Him: What time are you picking up the kids?
Me: I’ll leave as soon as I rinse the blood off my car.
Him: What?
Me: What? *click*
I was texting my husband about our 4 year old and autocorrect changed “she’s pissed” to “she’s possessed” and honestly, same difference.
boss: what are u doing
me: *pretends to read email*
boss: did u just say “pretends to read email”
I changed my car horn to gunshot sounds. People move out of the way much faster now.
Did you know that you can tell the gender of an ant by throwing it in water?
If it sinks = girl ant.
If it floats = buoyant.
kicked out of photoshop class for letting out a huge yeehaw every time i select the lasso tool
Marriage Tip: If your husband is watching golf, show him you’re interested by repeatedly asking “why doesn’t our lawn ever look that nice?”
If I know one thing for sure it’s that nobody has ever looked back on their life and wished they’d eaten more celery.

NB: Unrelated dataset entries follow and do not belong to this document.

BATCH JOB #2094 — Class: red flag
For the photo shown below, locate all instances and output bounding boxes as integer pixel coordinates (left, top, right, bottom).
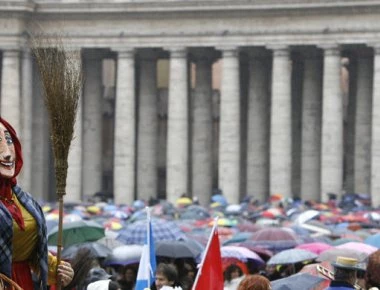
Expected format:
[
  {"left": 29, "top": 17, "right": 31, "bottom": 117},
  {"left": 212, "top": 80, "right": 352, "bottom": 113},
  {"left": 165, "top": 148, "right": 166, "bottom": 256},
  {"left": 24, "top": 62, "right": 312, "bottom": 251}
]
[{"left": 192, "top": 225, "right": 224, "bottom": 290}]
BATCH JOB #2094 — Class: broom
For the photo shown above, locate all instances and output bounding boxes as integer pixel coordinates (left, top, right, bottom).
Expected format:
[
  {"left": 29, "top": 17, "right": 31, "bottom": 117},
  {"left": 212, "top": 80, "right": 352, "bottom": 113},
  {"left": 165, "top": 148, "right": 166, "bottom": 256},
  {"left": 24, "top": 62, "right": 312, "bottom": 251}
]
[{"left": 32, "top": 36, "right": 82, "bottom": 290}]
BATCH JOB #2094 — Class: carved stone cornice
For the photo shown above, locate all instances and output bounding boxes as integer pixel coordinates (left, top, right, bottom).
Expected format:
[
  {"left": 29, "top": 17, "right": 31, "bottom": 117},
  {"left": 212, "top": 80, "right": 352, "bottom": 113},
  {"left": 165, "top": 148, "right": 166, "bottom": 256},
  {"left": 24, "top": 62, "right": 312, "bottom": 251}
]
[{"left": 32, "top": 0, "right": 380, "bottom": 15}]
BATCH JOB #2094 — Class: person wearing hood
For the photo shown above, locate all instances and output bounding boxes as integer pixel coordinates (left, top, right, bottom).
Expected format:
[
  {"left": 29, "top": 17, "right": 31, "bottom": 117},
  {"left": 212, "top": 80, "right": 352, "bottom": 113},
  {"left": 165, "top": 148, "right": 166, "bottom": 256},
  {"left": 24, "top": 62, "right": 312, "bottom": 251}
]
[{"left": 0, "top": 118, "right": 74, "bottom": 289}]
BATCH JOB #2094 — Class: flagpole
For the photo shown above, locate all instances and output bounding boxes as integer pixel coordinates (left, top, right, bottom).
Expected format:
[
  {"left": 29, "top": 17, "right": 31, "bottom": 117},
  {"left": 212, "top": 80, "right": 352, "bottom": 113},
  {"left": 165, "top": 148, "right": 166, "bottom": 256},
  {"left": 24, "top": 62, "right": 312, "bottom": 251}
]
[
  {"left": 146, "top": 206, "right": 151, "bottom": 287},
  {"left": 192, "top": 216, "right": 219, "bottom": 290}
]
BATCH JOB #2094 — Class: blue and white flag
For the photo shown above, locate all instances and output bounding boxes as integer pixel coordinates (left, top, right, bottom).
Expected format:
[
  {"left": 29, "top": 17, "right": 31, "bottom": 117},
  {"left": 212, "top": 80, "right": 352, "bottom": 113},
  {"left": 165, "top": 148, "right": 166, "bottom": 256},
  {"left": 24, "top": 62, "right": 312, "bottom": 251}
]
[{"left": 135, "top": 208, "right": 157, "bottom": 290}]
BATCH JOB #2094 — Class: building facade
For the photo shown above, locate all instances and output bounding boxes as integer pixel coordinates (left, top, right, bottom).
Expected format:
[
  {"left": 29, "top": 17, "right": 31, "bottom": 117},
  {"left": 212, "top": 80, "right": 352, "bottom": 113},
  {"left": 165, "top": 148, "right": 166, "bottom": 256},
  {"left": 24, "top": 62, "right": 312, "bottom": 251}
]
[{"left": 1, "top": 0, "right": 380, "bottom": 206}]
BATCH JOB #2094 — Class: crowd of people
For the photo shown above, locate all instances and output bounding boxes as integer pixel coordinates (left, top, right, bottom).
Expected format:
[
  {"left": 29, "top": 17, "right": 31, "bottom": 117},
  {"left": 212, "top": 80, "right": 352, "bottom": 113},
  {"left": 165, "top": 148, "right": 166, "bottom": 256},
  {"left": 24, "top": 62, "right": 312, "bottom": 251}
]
[{"left": 1, "top": 114, "right": 380, "bottom": 290}]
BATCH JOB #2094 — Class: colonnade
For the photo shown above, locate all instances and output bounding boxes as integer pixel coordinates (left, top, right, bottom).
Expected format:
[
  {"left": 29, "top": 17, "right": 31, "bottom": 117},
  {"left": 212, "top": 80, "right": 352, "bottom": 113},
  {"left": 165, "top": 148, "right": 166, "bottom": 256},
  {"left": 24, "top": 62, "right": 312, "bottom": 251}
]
[{"left": 3, "top": 44, "right": 379, "bottom": 206}]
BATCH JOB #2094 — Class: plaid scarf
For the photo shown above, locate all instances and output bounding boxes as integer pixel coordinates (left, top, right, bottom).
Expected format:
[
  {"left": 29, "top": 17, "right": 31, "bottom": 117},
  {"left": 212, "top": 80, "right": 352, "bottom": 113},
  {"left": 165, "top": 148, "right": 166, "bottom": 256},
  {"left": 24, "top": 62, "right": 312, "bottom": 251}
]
[{"left": 0, "top": 185, "right": 48, "bottom": 289}]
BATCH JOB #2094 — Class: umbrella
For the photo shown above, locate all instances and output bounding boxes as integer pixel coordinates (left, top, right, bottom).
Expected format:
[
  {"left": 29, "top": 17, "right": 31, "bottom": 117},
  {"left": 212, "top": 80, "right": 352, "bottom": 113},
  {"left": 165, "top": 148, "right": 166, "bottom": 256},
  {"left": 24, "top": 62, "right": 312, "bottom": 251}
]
[
  {"left": 300, "top": 261, "right": 334, "bottom": 280},
  {"left": 234, "top": 243, "right": 274, "bottom": 261},
  {"left": 104, "top": 244, "right": 143, "bottom": 266},
  {"left": 331, "top": 238, "right": 359, "bottom": 246},
  {"left": 267, "top": 249, "right": 317, "bottom": 265},
  {"left": 116, "top": 218, "right": 185, "bottom": 245},
  {"left": 176, "top": 197, "right": 193, "bottom": 207},
  {"left": 295, "top": 242, "right": 333, "bottom": 255},
  {"left": 317, "top": 248, "right": 368, "bottom": 263},
  {"left": 220, "top": 246, "right": 265, "bottom": 265},
  {"left": 223, "top": 232, "right": 254, "bottom": 245},
  {"left": 271, "top": 272, "right": 329, "bottom": 290},
  {"left": 211, "top": 194, "right": 228, "bottom": 206},
  {"left": 155, "top": 239, "right": 204, "bottom": 259},
  {"left": 179, "top": 205, "right": 210, "bottom": 220},
  {"left": 47, "top": 220, "right": 105, "bottom": 247},
  {"left": 61, "top": 242, "right": 112, "bottom": 260},
  {"left": 248, "top": 227, "right": 301, "bottom": 252},
  {"left": 364, "top": 233, "right": 380, "bottom": 248},
  {"left": 294, "top": 210, "right": 320, "bottom": 224},
  {"left": 336, "top": 241, "right": 378, "bottom": 255}
]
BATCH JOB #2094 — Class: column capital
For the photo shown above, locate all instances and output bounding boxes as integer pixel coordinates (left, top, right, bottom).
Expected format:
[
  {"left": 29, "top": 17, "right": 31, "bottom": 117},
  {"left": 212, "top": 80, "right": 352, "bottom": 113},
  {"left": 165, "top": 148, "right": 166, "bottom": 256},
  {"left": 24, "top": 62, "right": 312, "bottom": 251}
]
[
  {"left": 318, "top": 44, "right": 341, "bottom": 56},
  {"left": 216, "top": 46, "right": 240, "bottom": 58},
  {"left": 114, "top": 48, "right": 135, "bottom": 59},
  {"left": 2, "top": 49, "right": 20, "bottom": 57},
  {"left": 267, "top": 45, "right": 289, "bottom": 57},
  {"left": 21, "top": 48, "right": 32, "bottom": 58},
  {"left": 165, "top": 47, "right": 187, "bottom": 58}
]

I played the word “mature” in a game of Scrabble. My friend played “immature” and got the Triple Word Score so I flipped the board over.
Puts all the toys my kids forgot they had in their Easter basket
Me: *calls child’s name*
…
Me: *calls child’s name*
…
Me: *opens candy wrapper*
Child: THAT BETTER NOT BE MY HALLOWEEN CANDY!!

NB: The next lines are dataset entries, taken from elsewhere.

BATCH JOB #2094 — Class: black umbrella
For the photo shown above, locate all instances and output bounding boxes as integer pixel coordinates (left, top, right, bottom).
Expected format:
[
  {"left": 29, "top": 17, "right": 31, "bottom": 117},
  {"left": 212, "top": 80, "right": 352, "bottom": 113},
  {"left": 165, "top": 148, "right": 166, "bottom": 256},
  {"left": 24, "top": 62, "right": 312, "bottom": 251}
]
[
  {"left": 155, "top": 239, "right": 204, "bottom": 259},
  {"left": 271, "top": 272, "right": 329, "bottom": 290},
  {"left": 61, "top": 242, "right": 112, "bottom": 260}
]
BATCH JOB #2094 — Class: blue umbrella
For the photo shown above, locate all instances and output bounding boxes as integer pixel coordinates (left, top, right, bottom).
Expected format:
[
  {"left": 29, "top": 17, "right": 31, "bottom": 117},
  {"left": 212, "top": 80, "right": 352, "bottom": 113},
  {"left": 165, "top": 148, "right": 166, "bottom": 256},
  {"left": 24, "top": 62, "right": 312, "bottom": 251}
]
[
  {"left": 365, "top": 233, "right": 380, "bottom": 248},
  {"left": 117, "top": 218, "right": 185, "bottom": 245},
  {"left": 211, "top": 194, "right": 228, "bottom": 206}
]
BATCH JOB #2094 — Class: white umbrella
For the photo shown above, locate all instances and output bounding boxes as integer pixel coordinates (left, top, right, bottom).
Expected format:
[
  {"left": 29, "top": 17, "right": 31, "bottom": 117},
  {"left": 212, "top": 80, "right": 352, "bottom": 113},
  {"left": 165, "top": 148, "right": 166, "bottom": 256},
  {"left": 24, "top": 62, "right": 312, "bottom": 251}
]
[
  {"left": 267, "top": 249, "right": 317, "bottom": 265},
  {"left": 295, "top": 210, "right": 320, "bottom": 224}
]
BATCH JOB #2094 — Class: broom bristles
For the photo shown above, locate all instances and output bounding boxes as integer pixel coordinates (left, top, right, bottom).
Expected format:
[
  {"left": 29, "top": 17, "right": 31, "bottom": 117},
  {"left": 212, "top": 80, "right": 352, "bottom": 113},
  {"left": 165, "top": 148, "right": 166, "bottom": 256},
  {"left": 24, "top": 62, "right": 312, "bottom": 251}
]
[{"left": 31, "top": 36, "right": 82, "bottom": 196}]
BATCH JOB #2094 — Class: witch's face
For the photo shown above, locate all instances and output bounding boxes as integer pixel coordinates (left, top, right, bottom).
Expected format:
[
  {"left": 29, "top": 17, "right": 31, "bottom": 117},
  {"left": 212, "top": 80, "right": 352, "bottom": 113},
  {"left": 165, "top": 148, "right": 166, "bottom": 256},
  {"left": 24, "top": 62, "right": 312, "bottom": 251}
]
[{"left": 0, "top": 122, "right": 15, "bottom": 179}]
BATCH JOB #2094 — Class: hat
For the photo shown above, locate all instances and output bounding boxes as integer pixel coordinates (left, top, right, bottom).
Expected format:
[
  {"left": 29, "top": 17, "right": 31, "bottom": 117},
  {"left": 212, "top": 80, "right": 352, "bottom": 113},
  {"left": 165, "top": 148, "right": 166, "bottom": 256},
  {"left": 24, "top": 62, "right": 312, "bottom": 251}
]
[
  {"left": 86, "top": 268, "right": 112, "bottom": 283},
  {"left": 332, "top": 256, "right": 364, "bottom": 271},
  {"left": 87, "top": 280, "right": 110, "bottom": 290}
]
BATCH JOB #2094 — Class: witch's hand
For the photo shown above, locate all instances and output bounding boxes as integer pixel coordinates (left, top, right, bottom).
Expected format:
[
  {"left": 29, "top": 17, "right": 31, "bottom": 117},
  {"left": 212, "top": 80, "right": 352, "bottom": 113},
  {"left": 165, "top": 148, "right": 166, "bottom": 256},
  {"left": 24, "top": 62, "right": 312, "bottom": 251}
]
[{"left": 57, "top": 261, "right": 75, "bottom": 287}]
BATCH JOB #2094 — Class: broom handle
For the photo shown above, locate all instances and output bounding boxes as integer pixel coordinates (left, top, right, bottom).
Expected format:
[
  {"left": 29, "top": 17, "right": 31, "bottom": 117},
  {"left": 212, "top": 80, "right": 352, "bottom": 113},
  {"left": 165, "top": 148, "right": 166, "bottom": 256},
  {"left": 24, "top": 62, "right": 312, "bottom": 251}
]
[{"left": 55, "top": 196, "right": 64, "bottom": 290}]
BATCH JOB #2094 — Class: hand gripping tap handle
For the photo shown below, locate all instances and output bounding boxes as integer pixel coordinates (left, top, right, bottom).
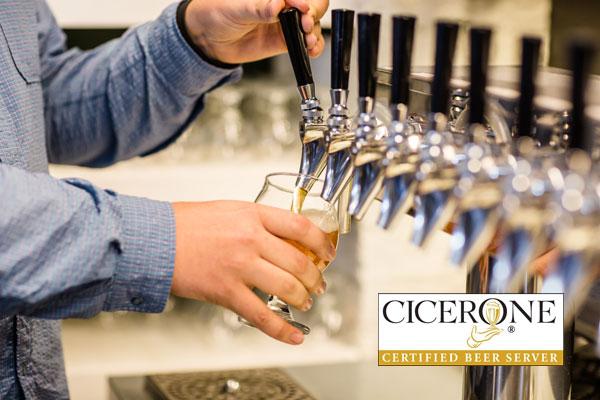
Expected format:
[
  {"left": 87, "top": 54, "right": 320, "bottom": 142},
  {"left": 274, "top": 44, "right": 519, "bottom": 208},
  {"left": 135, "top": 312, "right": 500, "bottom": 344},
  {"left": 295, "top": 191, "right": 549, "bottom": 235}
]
[
  {"left": 279, "top": 8, "right": 314, "bottom": 88},
  {"left": 516, "top": 37, "right": 541, "bottom": 138},
  {"left": 431, "top": 22, "right": 459, "bottom": 115},
  {"left": 358, "top": 13, "right": 381, "bottom": 99},
  {"left": 468, "top": 28, "right": 492, "bottom": 125},
  {"left": 331, "top": 9, "right": 355, "bottom": 90},
  {"left": 390, "top": 15, "right": 416, "bottom": 107},
  {"left": 569, "top": 38, "right": 596, "bottom": 153}
]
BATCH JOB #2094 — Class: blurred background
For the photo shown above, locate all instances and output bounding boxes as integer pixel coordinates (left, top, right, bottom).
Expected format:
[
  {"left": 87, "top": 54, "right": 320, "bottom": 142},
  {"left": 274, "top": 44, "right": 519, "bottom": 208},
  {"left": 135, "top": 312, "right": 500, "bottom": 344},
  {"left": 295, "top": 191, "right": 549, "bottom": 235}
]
[{"left": 45, "top": 0, "right": 598, "bottom": 398}]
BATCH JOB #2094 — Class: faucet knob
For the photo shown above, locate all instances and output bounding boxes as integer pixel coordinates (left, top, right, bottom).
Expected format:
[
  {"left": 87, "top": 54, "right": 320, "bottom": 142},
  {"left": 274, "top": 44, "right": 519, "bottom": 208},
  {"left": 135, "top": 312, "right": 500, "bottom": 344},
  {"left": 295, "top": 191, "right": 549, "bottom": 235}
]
[
  {"left": 357, "top": 13, "right": 381, "bottom": 100},
  {"left": 431, "top": 22, "right": 459, "bottom": 115},
  {"left": 516, "top": 37, "right": 542, "bottom": 139},
  {"left": 279, "top": 8, "right": 314, "bottom": 89},
  {"left": 390, "top": 15, "right": 416, "bottom": 108},
  {"left": 468, "top": 28, "right": 492, "bottom": 127},
  {"left": 568, "top": 38, "right": 596, "bottom": 153},
  {"left": 331, "top": 9, "right": 355, "bottom": 91}
]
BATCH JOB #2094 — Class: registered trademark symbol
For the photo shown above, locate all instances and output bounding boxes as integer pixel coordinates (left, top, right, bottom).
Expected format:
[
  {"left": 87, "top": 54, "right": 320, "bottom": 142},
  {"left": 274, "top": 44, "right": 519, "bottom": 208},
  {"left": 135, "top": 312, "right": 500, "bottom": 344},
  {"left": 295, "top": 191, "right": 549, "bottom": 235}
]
[{"left": 508, "top": 325, "right": 515, "bottom": 333}]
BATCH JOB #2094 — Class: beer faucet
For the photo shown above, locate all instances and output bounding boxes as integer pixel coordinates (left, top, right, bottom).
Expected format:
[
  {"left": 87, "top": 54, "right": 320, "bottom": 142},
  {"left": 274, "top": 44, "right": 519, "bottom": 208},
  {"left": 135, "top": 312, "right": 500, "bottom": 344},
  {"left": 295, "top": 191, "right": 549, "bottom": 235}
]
[
  {"left": 279, "top": 8, "right": 327, "bottom": 190},
  {"left": 488, "top": 38, "right": 559, "bottom": 293},
  {"left": 450, "top": 28, "right": 510, "bottom": 268},
  {"left": 347, "top": 13, "right": 387, "bottom": 221},
  {"left": 411, "top": 22, "right": 460, "bottom": 247},
  {"left": 321, "top": 8, "right": 355, "bottom": 234},
  {"left": 377, "top": 15, "right": 419, "bottom": 230},
  {"left": 542, "top": 39, "right": 599, "bottom": 325}
]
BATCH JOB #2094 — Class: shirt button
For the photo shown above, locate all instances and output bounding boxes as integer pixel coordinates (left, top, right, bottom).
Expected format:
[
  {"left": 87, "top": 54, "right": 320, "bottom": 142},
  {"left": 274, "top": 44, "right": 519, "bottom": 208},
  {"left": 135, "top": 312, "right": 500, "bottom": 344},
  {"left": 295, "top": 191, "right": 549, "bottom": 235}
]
[{"left": 131, "top": 296, "right": 144, "bottom": 306}]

List of food it’s okay to eat with your hands:
– corn on the cob
– chicken wings
– ribs
– hamburgers
– spaghetti at your in-laws
[furious with son]
wife: what happened?
me: he talks back to me and is insulting me in Spanish
[son from room] yolo isn’t spanish
me: ya see
Q: How do you find Will Smith in the snow?

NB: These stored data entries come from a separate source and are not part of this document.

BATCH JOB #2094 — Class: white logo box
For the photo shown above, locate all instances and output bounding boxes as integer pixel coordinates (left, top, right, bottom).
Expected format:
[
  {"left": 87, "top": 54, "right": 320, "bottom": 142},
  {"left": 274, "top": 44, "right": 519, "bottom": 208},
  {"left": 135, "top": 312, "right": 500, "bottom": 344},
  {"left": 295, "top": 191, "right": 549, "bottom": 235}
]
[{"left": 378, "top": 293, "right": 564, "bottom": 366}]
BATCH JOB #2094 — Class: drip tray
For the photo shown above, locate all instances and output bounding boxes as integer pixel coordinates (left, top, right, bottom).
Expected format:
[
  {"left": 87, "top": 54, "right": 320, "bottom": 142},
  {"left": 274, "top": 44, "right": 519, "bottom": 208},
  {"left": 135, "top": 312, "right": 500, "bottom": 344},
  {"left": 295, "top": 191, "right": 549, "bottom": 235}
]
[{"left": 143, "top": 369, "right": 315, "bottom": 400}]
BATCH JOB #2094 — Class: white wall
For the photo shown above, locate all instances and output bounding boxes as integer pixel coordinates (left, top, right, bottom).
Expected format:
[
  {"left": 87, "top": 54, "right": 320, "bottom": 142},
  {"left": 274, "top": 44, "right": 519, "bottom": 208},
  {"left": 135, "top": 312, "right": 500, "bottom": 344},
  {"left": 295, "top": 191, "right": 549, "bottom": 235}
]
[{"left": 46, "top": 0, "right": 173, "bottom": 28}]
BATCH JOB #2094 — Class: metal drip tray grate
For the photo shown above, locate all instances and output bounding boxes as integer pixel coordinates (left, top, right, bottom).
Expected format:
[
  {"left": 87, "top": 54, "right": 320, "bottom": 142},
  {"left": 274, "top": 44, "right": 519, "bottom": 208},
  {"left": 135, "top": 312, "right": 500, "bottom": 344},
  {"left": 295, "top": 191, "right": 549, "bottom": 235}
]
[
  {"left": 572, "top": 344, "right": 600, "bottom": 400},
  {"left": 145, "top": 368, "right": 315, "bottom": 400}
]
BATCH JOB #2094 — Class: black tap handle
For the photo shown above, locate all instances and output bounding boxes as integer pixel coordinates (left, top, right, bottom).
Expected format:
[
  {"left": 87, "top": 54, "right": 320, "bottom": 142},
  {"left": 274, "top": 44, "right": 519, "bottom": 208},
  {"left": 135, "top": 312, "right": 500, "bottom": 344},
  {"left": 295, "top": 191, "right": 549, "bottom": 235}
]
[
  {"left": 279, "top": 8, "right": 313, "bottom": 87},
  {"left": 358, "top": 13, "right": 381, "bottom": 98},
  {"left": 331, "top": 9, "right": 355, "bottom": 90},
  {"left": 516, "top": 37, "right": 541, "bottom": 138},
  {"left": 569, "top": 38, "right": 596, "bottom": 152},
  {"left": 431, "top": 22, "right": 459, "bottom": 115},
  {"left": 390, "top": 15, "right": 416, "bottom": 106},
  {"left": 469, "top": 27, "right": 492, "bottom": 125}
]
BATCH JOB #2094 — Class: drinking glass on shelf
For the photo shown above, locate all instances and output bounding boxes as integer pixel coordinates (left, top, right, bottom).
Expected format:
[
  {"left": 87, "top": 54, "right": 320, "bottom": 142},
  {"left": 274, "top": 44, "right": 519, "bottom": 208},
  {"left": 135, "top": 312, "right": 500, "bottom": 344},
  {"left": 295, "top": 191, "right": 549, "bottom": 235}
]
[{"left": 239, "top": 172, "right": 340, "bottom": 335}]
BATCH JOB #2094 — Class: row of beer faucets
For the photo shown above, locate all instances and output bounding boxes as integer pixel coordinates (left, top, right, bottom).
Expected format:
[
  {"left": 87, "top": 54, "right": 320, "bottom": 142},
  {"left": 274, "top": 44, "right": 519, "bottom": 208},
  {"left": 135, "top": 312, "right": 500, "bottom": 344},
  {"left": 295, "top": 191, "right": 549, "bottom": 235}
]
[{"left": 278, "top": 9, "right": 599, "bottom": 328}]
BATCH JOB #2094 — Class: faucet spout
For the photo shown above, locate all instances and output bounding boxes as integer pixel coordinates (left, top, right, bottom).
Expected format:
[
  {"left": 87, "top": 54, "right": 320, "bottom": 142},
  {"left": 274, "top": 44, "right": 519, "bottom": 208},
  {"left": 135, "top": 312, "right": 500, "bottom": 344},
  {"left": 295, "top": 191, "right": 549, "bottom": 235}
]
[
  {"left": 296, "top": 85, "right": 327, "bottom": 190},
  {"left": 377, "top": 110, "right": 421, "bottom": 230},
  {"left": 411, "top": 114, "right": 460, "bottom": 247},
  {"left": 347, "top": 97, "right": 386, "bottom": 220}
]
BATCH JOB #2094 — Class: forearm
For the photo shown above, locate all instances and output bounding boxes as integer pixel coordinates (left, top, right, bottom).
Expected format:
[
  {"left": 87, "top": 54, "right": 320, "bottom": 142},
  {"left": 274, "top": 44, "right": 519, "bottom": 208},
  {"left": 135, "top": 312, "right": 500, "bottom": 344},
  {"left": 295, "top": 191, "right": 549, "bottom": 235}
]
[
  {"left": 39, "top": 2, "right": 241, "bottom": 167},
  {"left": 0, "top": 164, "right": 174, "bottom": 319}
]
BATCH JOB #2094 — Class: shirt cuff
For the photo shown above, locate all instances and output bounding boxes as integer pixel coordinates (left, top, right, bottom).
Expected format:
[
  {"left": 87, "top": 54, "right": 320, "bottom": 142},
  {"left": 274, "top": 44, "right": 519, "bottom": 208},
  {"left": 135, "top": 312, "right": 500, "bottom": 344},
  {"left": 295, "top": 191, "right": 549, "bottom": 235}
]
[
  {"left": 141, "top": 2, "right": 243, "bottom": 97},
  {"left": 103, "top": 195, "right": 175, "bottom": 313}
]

A: You look for the fresh prints!
I’ll show myself out y’all
Me: lol this guy is drunk after only two beers.
Wife: stop giving our toddler beer.
Me: My computer broke
IT guy: What have you tried so far?
Me: Everything
IT guy:
Me: I shook the mouse a few times and did some swearing
My son glared over his happy meal box at my husband and said sternly, ‘this time no taking taxis please.’
He meant taxes. As in the Dad Fry Tax.
drake: twenni one, can you do something for meee
21 savage emerging from his pokeball: twenty one
I just took a shower…
You have no idea how hard it was to sneak that thing out of Home Depot.
I shall plucketh thine eyes from ye skull and make kebobs but with bendy straws instead of skewers cuz those are dangerous
My life advice is always the same. Wait for karma, but take up kickboxing, just in case.
Got flagged by airport security because my son had a Magic 8 Ball in his backpack. Two TSA agents debated whether it was ok. My husband said, “If only we had a simple way to answer a yes or no question…” Crickets.
Ladies, never trust a dude with a fancy mustache. They’re just a top hat and a cape away from tying you to the train tracks or the conveyor belt of a giant lumber mill saw.